Slack digest for #general - 2020-05-30

Apache Pulsar Slack Sat, 30 May 2020 02:11:56 -0700

2020-05-29 10:01:42 UTC - Maria: @Maria has joined the channel
----
2020-05-29 10:51:58 UTC - lujop: Hi, I'm evaluating using Pulsar for a project 
and I'm reading documentation to check if we can manage our use cases well and 
investigating the best way to implement them.
I write the present mail to expose the use cases and receive opinions about if 
Pulsar is a good match and the approach I've in mind is the best or there are 
better alternatives.


***Uses cases***
All the use cases are mainly for managing integrations with external 
applications/services.

***1***
Having consumer exponential backoff retries with final retry delays up to some 
days.
Approach: I haven't seen native support for this, Is there? I suppose that I 
can use some manual logic and enqueue another message wit delayed redelivery?

***2***
Searchable message history, for pending messages, processed ones, and discarded 
with errors. Being able to search by time ranges and some message properties.
Approach: Is using Pulsar SQL and message retention of processed messaged of 1 
to 5 years a supported use case? Or can I've problems?

***3***
Strictly ordering between messages for the same queue and property. For 
example, a queue to manage status changes from invoices where we need to ensure 
that all status changes for the same invoice are processed in order. And that 
if some message is not delivered due to errors, others from the same invoice 
must wait until the first is processed while letting messages from other 
invoices to be processed.
Approach:
Using a topic for each entity with multitopic subscriptions can do the job very 
well. Is creating a topic a cheap operation and can have a lot of them without 
needing a lot of resources?

***4***
Is it possible to make a cluster with only two machines?
I know that documentation suggests 6, but if there isn't a lot of workload it's 
possible to use just only two? or three is mandatory for consensus?

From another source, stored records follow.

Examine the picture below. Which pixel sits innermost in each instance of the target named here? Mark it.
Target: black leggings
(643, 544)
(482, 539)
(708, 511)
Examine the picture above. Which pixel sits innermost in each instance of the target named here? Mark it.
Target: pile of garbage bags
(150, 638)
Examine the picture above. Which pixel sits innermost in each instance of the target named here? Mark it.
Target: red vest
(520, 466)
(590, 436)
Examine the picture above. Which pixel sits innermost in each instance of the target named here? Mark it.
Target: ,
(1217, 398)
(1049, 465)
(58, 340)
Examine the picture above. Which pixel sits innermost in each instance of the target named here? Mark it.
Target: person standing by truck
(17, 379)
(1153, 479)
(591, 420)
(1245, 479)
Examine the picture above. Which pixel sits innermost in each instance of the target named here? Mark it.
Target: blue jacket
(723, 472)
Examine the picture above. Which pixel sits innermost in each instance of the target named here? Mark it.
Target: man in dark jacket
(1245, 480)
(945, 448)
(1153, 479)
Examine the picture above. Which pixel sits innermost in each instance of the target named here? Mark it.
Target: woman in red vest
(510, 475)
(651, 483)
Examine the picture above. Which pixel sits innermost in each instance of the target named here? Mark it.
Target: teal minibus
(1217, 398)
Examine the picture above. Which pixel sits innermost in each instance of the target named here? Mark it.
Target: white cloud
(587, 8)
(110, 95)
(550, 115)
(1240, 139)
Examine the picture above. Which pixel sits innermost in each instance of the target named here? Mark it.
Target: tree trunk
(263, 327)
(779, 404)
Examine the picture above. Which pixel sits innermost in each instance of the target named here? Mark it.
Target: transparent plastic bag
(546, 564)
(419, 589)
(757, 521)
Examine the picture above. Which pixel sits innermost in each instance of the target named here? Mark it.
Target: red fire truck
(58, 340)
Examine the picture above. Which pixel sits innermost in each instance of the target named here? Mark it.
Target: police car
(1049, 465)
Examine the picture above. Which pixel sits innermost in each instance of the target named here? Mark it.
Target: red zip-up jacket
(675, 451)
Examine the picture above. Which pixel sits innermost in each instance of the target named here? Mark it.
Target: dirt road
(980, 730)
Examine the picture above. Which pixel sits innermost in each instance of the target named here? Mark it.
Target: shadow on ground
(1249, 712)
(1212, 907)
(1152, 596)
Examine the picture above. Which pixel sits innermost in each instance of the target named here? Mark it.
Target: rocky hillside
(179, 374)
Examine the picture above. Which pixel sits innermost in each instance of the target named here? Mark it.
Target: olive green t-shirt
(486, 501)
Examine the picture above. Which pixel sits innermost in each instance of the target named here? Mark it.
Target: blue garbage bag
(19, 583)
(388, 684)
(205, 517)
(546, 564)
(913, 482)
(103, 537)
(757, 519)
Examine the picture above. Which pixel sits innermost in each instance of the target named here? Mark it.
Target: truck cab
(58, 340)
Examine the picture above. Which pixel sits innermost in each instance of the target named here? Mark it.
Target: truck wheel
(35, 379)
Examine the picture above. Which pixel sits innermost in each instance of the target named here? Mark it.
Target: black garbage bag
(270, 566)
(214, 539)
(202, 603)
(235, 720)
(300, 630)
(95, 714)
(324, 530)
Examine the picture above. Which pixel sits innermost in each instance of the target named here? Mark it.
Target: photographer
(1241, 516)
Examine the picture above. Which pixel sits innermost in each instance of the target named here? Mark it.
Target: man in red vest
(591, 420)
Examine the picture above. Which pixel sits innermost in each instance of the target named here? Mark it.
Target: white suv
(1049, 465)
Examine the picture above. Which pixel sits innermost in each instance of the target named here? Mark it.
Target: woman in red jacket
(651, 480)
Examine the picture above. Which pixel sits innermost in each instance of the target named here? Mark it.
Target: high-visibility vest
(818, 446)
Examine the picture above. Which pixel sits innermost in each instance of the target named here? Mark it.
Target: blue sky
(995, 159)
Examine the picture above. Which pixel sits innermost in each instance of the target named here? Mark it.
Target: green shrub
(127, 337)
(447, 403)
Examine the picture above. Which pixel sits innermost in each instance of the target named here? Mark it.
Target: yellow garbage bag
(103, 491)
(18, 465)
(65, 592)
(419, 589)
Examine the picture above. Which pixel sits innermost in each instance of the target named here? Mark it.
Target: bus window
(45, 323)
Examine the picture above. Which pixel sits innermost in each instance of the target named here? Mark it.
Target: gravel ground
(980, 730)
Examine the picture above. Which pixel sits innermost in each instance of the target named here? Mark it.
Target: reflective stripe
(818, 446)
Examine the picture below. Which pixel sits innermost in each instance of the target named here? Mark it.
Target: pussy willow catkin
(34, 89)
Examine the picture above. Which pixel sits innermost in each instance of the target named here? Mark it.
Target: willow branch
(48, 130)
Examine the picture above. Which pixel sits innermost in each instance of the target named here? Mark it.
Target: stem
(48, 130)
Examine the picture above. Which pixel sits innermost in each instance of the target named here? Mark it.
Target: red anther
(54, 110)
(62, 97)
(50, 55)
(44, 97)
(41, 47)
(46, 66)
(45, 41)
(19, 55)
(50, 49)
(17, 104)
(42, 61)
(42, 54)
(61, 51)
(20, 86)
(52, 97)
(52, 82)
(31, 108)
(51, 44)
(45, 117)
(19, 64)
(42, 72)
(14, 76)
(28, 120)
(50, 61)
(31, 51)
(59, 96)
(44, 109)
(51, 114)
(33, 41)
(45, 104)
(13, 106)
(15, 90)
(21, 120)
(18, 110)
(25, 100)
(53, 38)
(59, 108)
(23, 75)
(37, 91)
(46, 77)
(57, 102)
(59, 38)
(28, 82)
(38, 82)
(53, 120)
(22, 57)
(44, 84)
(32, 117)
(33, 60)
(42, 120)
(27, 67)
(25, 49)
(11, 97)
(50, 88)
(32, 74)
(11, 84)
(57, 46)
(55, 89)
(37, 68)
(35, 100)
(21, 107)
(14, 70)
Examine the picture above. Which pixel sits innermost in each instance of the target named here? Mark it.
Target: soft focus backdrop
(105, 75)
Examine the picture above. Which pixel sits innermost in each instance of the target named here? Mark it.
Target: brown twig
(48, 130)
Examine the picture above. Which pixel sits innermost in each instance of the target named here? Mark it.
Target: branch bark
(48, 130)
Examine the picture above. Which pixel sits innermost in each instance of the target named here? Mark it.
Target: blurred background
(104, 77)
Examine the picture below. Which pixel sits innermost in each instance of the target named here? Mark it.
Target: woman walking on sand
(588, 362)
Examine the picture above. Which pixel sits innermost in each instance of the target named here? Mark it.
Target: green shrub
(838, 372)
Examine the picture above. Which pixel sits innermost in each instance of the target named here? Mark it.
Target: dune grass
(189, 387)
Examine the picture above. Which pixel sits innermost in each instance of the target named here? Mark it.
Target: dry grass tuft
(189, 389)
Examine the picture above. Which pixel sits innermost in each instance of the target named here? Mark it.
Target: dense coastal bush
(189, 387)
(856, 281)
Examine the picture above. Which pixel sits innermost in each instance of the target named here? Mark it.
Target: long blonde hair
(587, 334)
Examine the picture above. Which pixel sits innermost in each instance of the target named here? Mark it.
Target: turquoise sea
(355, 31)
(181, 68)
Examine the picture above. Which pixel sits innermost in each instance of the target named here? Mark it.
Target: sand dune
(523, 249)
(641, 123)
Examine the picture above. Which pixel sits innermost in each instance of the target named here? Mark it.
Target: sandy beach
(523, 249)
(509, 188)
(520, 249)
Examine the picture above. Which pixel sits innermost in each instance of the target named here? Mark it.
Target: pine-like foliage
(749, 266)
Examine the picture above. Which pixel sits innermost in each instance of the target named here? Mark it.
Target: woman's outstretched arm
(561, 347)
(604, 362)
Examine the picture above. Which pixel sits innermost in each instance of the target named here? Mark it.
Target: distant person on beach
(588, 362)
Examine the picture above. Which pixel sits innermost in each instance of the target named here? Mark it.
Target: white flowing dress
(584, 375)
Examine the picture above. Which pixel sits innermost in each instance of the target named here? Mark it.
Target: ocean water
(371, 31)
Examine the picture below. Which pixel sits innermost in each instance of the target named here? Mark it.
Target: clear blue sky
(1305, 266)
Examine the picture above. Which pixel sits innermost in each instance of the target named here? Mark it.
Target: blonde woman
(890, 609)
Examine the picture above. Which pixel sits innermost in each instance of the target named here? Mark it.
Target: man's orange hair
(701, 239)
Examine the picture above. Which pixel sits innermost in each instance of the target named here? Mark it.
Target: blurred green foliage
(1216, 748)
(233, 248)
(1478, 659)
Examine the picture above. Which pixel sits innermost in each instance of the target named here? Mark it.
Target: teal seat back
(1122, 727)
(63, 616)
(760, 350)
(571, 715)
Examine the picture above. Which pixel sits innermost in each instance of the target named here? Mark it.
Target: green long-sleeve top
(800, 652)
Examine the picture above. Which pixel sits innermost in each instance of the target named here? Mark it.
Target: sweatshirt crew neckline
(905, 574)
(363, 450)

A lot of thanks in advance,
----
2020-05-29 11:10:56 UTC - Penghui Li: 1. The custom retry delay will release in 
2.6.0, You can implement exponential backoff based on this feature, here is the 
PR of this feature <https://github.com/apache/pulsar/pull/6449>
2. Yes, you can use Pulsar SQL to retrieve messages, and publish time can used 
by query param. 
3. Pulsar has multiple subscription modes. You can use Exclusive, Failover or 
Key_Shared. Both of these subscription modes are designed for ordering. You can 
find details at 
<http://pulsar.apache.org/docs/en/concepts-messaging/#subscriptions> . 
Key_Shared is a new subscription mode and current version has some ordering 
problems while consumer changed. This PR 
<https://github.com/apache/pulsar/pull/6977> is try to fix this issue.
4. If you have an external zookeeper cluster, you can use 2 machines to install 
Pulsar broker and bookkeeper. If you want to install zookeeper along with 
Broker and bookie, it’s better to use 3 machines.
----
2020-05-29 11:27:03 UTC - lujop: Thank you very much @Penghui Li
One question about 3, is creating and maintaining a lot of topics a cheap 
operation, like one topic for  invoice in the use case I described?
Because I need strict ordering per Invoice but not to block messages for other 
invoices
----
2020-05-29 11:45:53 UTC - Penghui Li: Yes, you can create many topics. You can 
use invoice as the message key, message with same key  writes to the some 
partition. So you don’t need to create a topic for each invoice.
----
2020-05-29 12:31:43 UTC - Aaron Verachtert: I'm looking to implement a 
readinessProbe for my Pulsar-instance deployed on a Kubernetes cluster. Is 
there any documentation on health/readiness endpoints for Pulsar?
----
2020-05-29 13:04:18 UTC - lujop: To have that feature I understand that I've to 
configure a partitioned topic, haven't I?
And if for example I've 4 partitions, and four different invoices blocked 
messages one in each partition, they will block the processing or not?
----
2020-05-29 13:42:04 UTC - Lawal Azeez: @Sijie Guo i still look forward to hear 
from you
----
2020-05-29 14:09:17 UTC - Penghui Li: Yes, you need a partitioned topic. If you 
send invoices with same key to a partition, the partition only have one active 
consumer. So you can process orderly.
----
2020-05-29 14:35:49 UTC - Addison Higham: If you look at master, the latest 
helm charts now have probes
----
2020-05-29 14:36:12 UTC - Aaron Verachtert: Yes, I noticed. However, the 
endpoints in the helm charts are not working on 2.4.0 and I was wondering if 
they are documented somewhere
----
2020-05-29 14:39:11 UTC - Olivier Chicha: is there a place where we can know 
which version of the client can run with which version of the server?
here I am in fact interested in knowing if
client 2.5.2 is compatible with server 2.5.1
----
2020-05-29 15:27:45 UTC - Addison Higham: ah, if you look at the startup 
scripts for the broker you will notice that it drops that ready file on boot
----
2020-05-29 15:29:00 UTC - Addison Higham: patch versions should not contain 
protocol changes and most protocol changes are compatible cross minor versions 
(not as sure if that is policy though)
----
2020-05-29 16:26:26 UTC - Raphael Enns: Hi, we're currently running an instance 
of Pulsar v2.4.1 on a production machine which is having some issues. After 
running for a week or so, we start getting errors of "Not enough non-faulty 
bookies available" and eventually rocksdb gives "Failed to checkpoint db" 
errors. After restarting Pulsar, we get "Failed to restore rocksdb" with a 
"<http://java.io|java.io>.FileNotFoundException". To get Pulsar running again, 
I need to clear the data directory.

We are currently running Pulsar in standalone mode with default settings other 
than setting defaultRetentionTimeInMinutes to 60. We are managing the Pulsar 
process via supervisor and it is running on Ubuntu 18.04.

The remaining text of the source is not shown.